Ancora confinata nel Distretto 13 governato dalla quanto mai enigmatica e subdola Alma Coin (Julianne Moore), Katniss comprende di non volere essere solo il volto di una rivoluzione, ma il testimone di una battaglia spinta più dal senso di giustizia che di vendetta. La Ghiandaia non si nasconde, non è solo il simbolo de una rivolta, per lo più mediatica e giocata attraverso video di propaganda. Katniss è la ragazza che è sopravvissuta alla crudeltà dell’arena e che crede in un mondo migliore.
Non è un burattino in mano ad un sistema che la vuole vittima o salvatrice; è forte, indipendente e ragiona senza farsi influenzare ed è forse questo aspetto di coerenza, insieme alla sua fragilità e al modo freddo di prendere decisioni, che la rendono empatica con il pubblico. E’ una giovane donna in un mondo adulto che la vuole plasmare e rivendica la sua indipendenza e la sua libertà, come una vera Ghiandaia Imitatrice.
L’arena è un ricordo lontano e niente può essere comparato all’orrore di mandare i propri figli al macello ma in qualche maniera la guerra sul campo e nel cuore di Panem, a Capitol City, ricorda i giorni in cui la sopravvivenza è l’unica arma che si possiede quando si è privati della libertà. Quella stessa arena diventa ora una città disseminata di trappole della morte create da sadici strateghi: benvenuti ai 76° Hunger Games (per citare Finnick, alias Sam Claflin).

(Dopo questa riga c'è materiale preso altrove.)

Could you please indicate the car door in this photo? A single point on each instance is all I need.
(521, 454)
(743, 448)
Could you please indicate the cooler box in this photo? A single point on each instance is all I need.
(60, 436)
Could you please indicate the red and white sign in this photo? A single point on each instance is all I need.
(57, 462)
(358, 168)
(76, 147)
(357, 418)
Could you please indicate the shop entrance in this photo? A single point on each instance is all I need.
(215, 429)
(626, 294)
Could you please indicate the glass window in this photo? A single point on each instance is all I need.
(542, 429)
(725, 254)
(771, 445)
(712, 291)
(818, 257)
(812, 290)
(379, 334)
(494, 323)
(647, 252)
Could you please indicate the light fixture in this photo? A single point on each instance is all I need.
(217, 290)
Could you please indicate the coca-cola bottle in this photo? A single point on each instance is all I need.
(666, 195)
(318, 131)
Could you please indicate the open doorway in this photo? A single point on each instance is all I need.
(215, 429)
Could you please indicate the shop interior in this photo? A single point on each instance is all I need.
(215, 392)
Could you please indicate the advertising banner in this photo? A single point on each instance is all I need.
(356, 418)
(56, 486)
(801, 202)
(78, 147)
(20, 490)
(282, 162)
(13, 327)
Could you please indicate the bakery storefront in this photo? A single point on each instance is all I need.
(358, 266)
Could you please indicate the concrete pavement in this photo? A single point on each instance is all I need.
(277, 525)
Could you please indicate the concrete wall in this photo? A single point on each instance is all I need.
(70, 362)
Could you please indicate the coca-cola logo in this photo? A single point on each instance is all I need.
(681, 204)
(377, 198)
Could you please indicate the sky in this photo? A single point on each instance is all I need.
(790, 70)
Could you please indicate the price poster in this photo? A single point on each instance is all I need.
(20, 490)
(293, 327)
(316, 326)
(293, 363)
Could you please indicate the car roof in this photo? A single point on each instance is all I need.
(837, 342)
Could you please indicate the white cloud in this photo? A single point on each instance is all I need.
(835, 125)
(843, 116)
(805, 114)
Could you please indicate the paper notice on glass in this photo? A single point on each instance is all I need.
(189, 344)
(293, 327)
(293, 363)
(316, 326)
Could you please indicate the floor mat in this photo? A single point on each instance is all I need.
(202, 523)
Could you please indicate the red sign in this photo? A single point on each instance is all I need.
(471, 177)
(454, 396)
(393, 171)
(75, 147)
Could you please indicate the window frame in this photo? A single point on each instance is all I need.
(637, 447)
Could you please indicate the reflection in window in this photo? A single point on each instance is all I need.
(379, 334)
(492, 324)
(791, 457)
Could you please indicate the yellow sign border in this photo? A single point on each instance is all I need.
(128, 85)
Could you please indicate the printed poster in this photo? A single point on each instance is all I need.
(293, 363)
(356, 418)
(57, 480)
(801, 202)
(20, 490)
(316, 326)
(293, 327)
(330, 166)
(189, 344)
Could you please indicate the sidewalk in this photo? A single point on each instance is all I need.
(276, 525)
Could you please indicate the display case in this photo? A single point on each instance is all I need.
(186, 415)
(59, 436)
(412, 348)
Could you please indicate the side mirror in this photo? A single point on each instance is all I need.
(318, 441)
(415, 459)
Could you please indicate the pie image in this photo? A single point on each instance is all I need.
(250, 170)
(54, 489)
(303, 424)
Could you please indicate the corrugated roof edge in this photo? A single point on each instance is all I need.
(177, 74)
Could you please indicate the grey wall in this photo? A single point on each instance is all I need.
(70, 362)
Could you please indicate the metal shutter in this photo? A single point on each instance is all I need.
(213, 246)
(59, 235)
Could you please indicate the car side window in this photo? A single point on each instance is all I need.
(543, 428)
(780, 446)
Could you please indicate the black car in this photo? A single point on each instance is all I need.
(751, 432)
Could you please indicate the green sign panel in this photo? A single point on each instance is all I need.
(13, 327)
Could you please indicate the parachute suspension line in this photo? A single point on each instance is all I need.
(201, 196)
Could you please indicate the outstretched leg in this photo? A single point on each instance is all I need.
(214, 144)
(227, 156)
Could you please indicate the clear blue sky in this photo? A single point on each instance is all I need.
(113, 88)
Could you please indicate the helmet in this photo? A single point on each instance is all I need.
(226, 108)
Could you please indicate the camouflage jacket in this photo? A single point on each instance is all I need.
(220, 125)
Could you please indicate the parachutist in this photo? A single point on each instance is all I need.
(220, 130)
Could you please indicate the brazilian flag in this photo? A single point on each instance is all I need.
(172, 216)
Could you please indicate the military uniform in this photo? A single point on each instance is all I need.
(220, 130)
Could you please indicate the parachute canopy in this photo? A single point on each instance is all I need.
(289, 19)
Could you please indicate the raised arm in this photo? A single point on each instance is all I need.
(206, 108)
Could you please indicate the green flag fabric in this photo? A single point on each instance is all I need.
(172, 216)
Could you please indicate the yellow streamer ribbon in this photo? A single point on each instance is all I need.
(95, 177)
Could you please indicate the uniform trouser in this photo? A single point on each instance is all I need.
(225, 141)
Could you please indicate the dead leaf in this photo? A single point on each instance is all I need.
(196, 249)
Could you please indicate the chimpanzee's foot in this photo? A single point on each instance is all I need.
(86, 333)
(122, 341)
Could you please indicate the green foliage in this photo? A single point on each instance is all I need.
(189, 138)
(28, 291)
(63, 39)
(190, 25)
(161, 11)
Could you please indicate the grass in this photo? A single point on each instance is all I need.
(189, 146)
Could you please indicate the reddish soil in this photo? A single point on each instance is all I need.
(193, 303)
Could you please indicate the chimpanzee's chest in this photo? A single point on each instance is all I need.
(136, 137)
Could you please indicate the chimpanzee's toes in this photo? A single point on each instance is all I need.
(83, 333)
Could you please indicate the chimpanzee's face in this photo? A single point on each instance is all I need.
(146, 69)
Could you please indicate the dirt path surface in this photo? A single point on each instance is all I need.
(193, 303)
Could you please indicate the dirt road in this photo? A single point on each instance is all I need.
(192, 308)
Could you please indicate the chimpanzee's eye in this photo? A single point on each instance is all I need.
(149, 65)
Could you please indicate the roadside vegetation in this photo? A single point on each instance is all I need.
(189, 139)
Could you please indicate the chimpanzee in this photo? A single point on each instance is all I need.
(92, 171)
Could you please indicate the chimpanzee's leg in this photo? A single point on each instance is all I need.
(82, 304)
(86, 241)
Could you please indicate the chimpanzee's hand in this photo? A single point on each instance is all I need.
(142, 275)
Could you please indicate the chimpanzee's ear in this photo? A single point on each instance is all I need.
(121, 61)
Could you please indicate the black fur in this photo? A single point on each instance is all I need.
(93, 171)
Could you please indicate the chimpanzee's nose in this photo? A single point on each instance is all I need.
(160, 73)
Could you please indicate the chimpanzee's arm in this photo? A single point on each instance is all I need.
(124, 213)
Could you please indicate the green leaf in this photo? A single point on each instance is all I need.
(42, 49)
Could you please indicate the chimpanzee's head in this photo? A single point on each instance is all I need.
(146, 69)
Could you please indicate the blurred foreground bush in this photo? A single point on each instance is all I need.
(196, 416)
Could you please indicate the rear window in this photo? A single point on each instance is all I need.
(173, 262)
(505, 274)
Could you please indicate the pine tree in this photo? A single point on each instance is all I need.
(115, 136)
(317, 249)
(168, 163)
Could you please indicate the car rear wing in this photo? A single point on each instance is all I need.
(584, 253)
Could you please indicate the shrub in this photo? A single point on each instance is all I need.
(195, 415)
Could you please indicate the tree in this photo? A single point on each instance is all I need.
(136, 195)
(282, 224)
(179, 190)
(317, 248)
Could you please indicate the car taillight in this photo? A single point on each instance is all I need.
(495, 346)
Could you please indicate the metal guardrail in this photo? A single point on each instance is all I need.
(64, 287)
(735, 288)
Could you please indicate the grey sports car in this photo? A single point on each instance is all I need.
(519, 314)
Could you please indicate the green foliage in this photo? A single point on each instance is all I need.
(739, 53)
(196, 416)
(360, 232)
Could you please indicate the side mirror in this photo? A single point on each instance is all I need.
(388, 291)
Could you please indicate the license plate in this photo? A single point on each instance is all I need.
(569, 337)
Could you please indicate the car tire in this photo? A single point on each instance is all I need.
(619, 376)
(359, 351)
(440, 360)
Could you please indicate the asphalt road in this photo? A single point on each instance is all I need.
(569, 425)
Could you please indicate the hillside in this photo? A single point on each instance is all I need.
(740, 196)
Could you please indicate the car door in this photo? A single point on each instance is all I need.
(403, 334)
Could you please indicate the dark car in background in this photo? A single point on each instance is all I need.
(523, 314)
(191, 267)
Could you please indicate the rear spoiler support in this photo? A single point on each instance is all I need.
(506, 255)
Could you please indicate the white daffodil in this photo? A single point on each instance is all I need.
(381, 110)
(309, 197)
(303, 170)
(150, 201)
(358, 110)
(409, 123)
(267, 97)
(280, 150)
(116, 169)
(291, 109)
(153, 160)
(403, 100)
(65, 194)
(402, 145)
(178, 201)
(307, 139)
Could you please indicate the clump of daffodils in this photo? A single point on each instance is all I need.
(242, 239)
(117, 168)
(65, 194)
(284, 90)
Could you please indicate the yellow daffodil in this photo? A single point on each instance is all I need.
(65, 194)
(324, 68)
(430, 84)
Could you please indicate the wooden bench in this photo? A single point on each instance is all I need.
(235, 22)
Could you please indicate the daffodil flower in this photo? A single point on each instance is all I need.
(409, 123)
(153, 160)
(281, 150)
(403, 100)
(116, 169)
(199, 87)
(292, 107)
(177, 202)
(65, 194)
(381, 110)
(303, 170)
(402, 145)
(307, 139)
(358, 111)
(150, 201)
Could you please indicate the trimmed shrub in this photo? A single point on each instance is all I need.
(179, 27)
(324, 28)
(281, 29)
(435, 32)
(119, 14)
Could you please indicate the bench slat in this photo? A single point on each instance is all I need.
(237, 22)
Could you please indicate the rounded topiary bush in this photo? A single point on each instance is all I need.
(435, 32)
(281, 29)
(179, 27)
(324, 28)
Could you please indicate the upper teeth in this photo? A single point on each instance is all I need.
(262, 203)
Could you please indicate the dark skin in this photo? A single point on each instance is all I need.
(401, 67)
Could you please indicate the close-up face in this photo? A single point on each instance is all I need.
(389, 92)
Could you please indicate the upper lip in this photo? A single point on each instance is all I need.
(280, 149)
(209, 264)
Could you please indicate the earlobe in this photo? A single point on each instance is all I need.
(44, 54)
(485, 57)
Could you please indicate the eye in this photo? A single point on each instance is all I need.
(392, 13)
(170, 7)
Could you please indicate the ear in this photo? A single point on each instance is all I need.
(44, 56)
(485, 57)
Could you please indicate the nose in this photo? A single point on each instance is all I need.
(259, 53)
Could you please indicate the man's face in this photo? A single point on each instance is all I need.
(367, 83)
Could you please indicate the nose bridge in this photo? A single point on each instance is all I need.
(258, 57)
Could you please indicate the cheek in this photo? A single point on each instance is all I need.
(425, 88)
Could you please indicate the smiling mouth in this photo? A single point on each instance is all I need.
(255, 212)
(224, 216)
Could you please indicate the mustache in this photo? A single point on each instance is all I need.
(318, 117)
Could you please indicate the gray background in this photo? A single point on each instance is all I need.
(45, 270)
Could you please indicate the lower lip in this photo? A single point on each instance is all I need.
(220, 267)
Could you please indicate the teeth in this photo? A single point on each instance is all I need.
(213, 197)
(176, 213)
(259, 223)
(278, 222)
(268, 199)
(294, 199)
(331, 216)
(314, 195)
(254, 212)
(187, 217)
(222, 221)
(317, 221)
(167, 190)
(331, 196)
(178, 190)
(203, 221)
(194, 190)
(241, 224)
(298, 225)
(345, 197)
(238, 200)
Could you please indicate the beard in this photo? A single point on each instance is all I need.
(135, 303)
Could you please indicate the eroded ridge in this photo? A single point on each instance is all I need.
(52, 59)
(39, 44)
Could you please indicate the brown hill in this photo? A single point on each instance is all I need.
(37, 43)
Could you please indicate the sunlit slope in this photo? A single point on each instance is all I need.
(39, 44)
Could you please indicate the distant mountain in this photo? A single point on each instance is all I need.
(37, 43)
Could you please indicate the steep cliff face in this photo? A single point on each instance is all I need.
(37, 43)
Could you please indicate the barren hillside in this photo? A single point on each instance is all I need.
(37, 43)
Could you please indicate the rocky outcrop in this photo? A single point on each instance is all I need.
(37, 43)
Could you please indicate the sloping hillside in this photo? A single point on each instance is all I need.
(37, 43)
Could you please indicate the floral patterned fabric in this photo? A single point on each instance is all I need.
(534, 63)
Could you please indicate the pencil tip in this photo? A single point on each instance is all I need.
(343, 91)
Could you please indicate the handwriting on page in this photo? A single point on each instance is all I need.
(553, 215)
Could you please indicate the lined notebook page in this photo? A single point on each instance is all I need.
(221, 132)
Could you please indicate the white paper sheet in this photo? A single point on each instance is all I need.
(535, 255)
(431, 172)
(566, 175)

Hunger_Games_Il_Canto_Della_Rivolta_Parte_2_Jennifer_Lawrence_Sam_Claflin

Il film si focalizza nuovamente sul concetto della diffusione “mediatica”: sono ancora gli schermi, le immagini finte o reali (la dicotomia vero o falso è anche, e soprattutto, il filo rosso della narrazione e del rapporto tra Katniss e Peeta), le dichiarazioni e la propaganda a volere convincere le masse come strumenti di terrore e rivoluzione allo stesso tempo.
Se nel primo atto di questo ultimo capitolo il regista Francis Lawrence aveva agito più di sottrazione privandosi, cioè, di molte scene di combattimenti e facendo leva molto di più sulla profondità dei dialoghi tra i protagonisti, in questa seconda parte, seppur con un inizio ancora ponderato e profondo, l’azione si concretizza e si smorza in un movimento ondulatorio; a picchi di intensità emotiva seguono momenti di stasi e riflessione che riportano lo spettatore alla dimensione più “umana” dei protagonisti.
Probabilmente la pecca della pellicola è quella di non rendere pienamente la tensione narrativa letteraria capace di tenere incollato il naso alle pagine del libro. Si percepisce, infatti, come la suspense venga spesso attenuata in favore di una spettacolare crudeltà effimera e fine a se stessa. Ovviamente, dal lato opposto, abbiamo un’indagine molto più profonda dei personaggi, a partire da Katniss e dalla sua glaciale e distaccata determinazione passando per Peeta, che in queste battute finali, diventa la figura dell’eroe inatteso, tormentato da dubbi e demoni, ma artefice di un’opera di sacrificio e di amore.

Katniss

E la guerra colpisce tutti, Capitol perde i colori scintillanti, lo sfarzo e il lusso, scontrandosi con la realtà dei Distretti e vedendosi privata, anch’essa, delle nuove generazioni (in una scena quanto mai terribile) in nome di una pace che però ha il sapore della vendetta e della sete di potere. Sovvertire lo stato dittatoriale per ricadere nello stesso errore è il fantasma che aleggia in tutta la pellicola e che solo la Ghiandaia Imitatrice è capace di cacciare.
Per i fan letterari della Collins questo è il capitolo in cui si contano le ferite e si piangono le perdite, in cui ogni incontro e ogni minuto che passa è quello che inesorabilmente avvicina la fine, non solo della pellicola. Le brutalità, le barbarie e le crudeltà dei giochi sono solo un ricordo lontano e chi ha visto solo i film rimarrà comunque soddisfatto, ma ancora una volta la pellicola si schiera dalla parte di coloro che conoscono la storia e sanno che alla fine “ci sono giochi peggiori da giocare”.